Wie so viele Andere -- von George Orwell über Erich Mielke bis Willy Brandt -- beteiligte André Malraux, "französischer Schriftsteller, Abenteurer und Politiker", sich mit Kommunisten, Bürgerlich-Liberalen und Anarchisten beim Spanischen Bürgerkrieg 1936-39 im Kampf gegen die letztlich siegreichen (dank tatkräftiger Unterstützung von Mussolini und diesem Condorlegionen-Hitler, dem wir damit Picassos Guernica zu verdanken haben) faschistischen Usurpatoren Spaniens, bevor er dann 1968 als französischer Kulturminister und Kumpel von de Gaulle eben jenen oben umschwärmten Henri Langlois aus der Cinémathèque chassen wollte, was zu tollen Protesten seitens Truffaut, Godard etc.pp. im Verbund mit Daniel-Cohn Bendit usw. und Abbruch von Cannes und so führte. Aber zurück zum Film.

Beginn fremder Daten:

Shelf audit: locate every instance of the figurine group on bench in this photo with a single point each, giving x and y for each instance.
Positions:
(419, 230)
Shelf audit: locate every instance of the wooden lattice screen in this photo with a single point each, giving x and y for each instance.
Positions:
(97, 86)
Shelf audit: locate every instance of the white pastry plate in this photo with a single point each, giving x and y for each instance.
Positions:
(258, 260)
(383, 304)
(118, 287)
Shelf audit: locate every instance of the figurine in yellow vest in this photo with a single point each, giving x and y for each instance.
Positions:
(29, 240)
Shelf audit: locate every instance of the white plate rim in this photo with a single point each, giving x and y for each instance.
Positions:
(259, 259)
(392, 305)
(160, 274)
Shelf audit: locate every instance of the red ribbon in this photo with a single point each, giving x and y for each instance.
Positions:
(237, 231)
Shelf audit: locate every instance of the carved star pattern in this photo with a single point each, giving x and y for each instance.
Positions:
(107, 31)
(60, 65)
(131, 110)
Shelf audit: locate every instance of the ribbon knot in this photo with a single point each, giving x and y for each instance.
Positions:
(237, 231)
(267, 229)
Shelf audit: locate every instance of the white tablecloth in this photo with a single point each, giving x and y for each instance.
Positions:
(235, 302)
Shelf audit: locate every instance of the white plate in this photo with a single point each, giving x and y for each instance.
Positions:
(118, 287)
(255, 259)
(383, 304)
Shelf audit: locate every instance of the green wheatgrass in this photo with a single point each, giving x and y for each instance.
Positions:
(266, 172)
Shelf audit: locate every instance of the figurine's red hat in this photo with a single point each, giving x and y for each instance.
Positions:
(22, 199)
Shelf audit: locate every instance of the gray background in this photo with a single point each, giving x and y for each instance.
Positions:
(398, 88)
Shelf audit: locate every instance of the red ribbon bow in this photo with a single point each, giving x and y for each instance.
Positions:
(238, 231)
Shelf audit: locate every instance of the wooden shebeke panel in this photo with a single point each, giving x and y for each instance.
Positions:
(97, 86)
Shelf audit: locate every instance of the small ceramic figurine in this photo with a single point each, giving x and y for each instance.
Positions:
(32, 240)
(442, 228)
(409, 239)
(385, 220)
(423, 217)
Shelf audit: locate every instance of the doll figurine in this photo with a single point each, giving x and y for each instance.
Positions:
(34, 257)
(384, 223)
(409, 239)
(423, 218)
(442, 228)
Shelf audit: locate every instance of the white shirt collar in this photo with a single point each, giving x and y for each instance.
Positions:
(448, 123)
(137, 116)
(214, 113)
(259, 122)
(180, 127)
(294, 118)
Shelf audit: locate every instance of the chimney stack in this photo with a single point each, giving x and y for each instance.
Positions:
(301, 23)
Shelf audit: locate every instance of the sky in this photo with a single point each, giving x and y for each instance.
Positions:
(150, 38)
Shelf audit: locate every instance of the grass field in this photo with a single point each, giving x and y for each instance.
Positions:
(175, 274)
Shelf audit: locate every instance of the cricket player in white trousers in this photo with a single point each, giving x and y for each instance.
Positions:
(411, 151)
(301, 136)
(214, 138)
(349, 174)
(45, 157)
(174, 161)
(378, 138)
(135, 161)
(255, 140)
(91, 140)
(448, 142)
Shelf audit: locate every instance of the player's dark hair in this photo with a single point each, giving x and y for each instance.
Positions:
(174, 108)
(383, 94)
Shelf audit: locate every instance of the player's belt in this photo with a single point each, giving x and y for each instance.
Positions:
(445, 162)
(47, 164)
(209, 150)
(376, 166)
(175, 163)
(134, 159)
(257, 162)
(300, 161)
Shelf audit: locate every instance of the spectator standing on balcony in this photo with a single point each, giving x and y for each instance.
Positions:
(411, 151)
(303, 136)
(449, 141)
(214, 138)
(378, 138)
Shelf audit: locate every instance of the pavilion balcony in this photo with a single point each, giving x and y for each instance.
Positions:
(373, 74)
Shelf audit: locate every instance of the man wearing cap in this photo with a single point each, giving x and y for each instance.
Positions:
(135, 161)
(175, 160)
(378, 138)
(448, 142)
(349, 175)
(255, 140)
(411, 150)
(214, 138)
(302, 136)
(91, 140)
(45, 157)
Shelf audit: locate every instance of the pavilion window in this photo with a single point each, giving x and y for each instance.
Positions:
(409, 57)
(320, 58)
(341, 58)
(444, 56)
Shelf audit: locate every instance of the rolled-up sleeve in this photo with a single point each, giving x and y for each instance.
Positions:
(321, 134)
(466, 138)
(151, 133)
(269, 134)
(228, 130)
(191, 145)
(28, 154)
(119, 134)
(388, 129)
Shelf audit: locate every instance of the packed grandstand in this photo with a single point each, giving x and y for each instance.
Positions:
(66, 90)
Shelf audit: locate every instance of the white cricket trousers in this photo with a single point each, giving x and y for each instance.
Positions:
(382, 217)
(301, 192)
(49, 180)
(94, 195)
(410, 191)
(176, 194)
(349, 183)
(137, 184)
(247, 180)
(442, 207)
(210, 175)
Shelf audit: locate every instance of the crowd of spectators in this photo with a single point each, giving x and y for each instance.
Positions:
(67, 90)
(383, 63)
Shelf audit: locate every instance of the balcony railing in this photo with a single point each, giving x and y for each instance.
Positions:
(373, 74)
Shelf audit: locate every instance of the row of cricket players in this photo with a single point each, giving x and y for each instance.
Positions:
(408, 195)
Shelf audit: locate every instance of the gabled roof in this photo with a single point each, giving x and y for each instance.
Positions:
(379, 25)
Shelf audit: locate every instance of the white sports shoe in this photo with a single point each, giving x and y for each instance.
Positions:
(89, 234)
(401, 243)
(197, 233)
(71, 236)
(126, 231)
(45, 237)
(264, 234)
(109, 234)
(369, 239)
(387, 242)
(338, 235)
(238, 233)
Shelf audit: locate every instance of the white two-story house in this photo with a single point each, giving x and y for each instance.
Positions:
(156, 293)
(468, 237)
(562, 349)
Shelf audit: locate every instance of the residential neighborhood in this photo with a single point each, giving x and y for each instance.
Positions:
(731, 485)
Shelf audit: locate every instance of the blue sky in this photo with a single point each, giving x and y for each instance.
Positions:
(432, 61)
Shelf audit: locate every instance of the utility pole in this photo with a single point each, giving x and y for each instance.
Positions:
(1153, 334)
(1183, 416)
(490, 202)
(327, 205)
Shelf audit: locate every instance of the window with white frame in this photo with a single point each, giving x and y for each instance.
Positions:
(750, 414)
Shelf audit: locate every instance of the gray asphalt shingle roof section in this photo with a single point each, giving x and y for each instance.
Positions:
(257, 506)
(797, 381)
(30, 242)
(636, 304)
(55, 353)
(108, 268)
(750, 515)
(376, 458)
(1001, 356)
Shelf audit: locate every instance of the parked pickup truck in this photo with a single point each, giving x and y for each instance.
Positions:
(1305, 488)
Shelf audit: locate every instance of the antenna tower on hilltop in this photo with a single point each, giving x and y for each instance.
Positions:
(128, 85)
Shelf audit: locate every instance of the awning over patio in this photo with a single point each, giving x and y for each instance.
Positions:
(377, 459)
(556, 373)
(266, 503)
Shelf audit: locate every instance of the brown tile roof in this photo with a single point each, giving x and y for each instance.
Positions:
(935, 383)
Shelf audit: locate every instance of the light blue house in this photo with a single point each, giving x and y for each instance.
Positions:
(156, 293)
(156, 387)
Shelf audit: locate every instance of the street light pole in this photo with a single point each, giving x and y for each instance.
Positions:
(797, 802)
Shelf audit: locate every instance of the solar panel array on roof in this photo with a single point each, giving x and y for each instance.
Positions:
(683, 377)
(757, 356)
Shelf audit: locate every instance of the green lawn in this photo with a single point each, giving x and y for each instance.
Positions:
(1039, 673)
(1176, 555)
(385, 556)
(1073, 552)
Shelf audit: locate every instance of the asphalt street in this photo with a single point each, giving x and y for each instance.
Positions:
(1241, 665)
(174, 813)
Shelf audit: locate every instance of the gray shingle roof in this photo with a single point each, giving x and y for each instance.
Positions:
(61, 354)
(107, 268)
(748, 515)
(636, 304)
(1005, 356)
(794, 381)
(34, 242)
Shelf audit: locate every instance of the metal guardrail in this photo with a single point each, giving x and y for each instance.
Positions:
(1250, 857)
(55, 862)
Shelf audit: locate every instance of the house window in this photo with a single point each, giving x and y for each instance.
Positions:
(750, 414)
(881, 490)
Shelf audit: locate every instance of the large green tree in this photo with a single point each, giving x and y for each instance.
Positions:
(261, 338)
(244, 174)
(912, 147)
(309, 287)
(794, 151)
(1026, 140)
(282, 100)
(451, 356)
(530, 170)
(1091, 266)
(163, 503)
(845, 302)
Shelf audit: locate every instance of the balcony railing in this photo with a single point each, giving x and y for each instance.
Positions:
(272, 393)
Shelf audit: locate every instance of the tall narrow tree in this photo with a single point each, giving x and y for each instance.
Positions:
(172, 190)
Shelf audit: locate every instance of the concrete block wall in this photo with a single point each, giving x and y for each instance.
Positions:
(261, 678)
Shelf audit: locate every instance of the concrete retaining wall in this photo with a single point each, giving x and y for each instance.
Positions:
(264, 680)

Der schildert die Ereignisse im Kampf um Teruel aus Sicht der Guten (= Antifaschisten) und wohl nicht unwesentlich beeinflusst von Malraux' eigenen Erfahrungen als Fliegerkommandant im Bürgerkrieg. Die Armee der Guten ist materiell hoffnungslos unterversorgt; alles muss improvisiert werden, für eine Handvoll Autos muss man selbst als General nächtlich von Dorf zu Dorf betteln gehen, Munition wird sorgsam eingeteilt, Bomben usw. werden aus bäuerlichen Haushaltsgegenständen zusammengezimmert, abgeschossene Flieger stückchenweise wiederverwendet. Was den Guten an Kriegsspielzeug fehlt, machen sie (natürlich) mit Heldenmut wieder wett, und das nicht mal ganz so arg erlogen, wie es das bei einer völkisch-vaterländischen Verteidigungsschlacht wäre: Denn tatsächlich war man auf dieser Seite damals eifriger Überzeugungstäter, in Form der Internationalen Brigaden völlig freiwillig privat aus dem Ausland angereist, um den Faschisten allgemein zu zeigen, wo der Hammer hängt. (Es gibt da Anekdoten, wonach beispielsweise italienische Antifaschisten einen netten kleinen Privatbürgerkrieg mit den italienischen Truppen führten, die Mussolini zur Unterstützung der spanischen Faschisten entstandt hatte.)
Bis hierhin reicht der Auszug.